Husband and I spent a good deal of Sunday at the National Museum of the American Indian and boy, were we bowled over. Native Americans have often suffered in US museums, turning up in tacky dioramas near the dinosaurs. But this one’s different, since indigenous populations from all over the western hemisphere have had a say in the context in which their peoples are placed.
The key part of that collaboration for me is the building itself: designed by a Canadian architect (Douglas Cardinal), but with input from Native American leaders, it’s an incredible curvilinear structure carved from Kasota limestone. It has a cliff-like appearance, and is so other than other things sitting along the Mall, while still working in total harmony with its surroundings.

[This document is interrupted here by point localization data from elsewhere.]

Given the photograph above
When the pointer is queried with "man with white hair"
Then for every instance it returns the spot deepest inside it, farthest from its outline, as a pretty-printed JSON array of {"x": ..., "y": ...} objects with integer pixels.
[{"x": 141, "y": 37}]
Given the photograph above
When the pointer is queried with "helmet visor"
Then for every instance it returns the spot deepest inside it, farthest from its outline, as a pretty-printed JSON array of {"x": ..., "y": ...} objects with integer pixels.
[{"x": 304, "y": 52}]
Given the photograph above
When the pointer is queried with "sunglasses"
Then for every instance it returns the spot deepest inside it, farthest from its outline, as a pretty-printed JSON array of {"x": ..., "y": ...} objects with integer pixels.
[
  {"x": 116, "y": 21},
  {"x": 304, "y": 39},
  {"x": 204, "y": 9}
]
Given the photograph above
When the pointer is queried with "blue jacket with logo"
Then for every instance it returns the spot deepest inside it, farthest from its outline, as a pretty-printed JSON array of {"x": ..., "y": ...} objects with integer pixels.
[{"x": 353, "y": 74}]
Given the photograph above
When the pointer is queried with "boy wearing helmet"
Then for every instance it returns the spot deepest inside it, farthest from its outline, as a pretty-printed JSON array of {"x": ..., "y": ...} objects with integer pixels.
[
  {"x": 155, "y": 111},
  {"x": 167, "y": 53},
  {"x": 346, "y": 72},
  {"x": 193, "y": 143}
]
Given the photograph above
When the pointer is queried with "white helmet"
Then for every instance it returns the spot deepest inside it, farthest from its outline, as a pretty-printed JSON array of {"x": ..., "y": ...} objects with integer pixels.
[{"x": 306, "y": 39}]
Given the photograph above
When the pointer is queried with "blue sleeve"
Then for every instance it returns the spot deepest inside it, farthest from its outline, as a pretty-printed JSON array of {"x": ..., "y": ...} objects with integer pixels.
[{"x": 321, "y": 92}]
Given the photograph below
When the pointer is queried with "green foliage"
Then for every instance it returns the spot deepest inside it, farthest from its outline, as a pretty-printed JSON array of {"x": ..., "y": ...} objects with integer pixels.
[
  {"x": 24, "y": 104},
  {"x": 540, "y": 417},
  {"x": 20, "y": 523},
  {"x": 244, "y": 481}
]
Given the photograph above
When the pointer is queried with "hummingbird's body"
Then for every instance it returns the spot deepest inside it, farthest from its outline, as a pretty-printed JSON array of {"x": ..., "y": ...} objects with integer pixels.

Husband and I came first to the canteen, which is rightly renowned for dishing up delicious, authentic foods. After the fried bread (which was fantastic), we were faced with fierce feelings as soon as we entered the exhibitions: the stories of genocide, betrayal and marginalization cannot but provoke anger and sadness. The histories galleries cast contact between two hemispheres in catastrophic terms: from 1492-1650, European contagions claimed as many as 9 lives out of 10, so that a world previously untouched and untampered in 10,000 years was summarily shattered.
In the contemporary galleries, the stress fell on the importance of strategies for staying native, of survivance (this is more than simple survival, it’s about keeping a culture alive). One young Kahnawake had it this way: “my ancestors fought hard to remain who they are, and because of my ancestors’ defence of their culture, I am here today. Now I have the responsibility to do the same.”
The single most mesmerising and meaningful thing for me was the realisation that for Native Americans, their situational experience, always in-touch with its surroundings, had for thousands of years sprung philosophies, food, behaviors and beliefs. Not to mention an unshakeable sense of proper identity: “no one can go into this world and be peaceful with themselves unless they know who they are.”
And to think all that was rent away. That’s what George Catlin was fighting against in his pictures at the NGA. Catlin (1796 – 1872) was an American painter, author and traveler who specialized in pictures of Native Americans and the Old West. Following a short stint as a lawyer, he turned to painting, ultimately producing two major collections of images of American Indians in North, Central and South America. He was the first artist to attempt anything like it.
So it is in Room 65 of the NGA, you’re plunged into an exotic world of hunters, dreamers, doctors, cooks, students and leaders, none of whom were just “Indians” and none of whom had ever heard of “America” before the 1400s. It’s here that Catlin has us come face to extraordinary face with the characters he sought to save. Like the Boy Chief (1843) from the Ojibbeway tribe above, or White Cloud, Head Chief of the Iowas (1844/45) below.
This is See-non-ty-a, an Iowa Medicine Man (1844/45) rendered with detail, delicacy and a sense of dignity.
Catlin claimed his interest in America’s “vanishing race” was sparked by outrage at US government’s mistreatment of Native peoples: he saw the frontier as a place of corruption, delivering devastation to tribes. His Indian paintings were a way “to rescue from oblivion their primitive looks and customs.” And yet imagine if they’d needed no rescuing at all.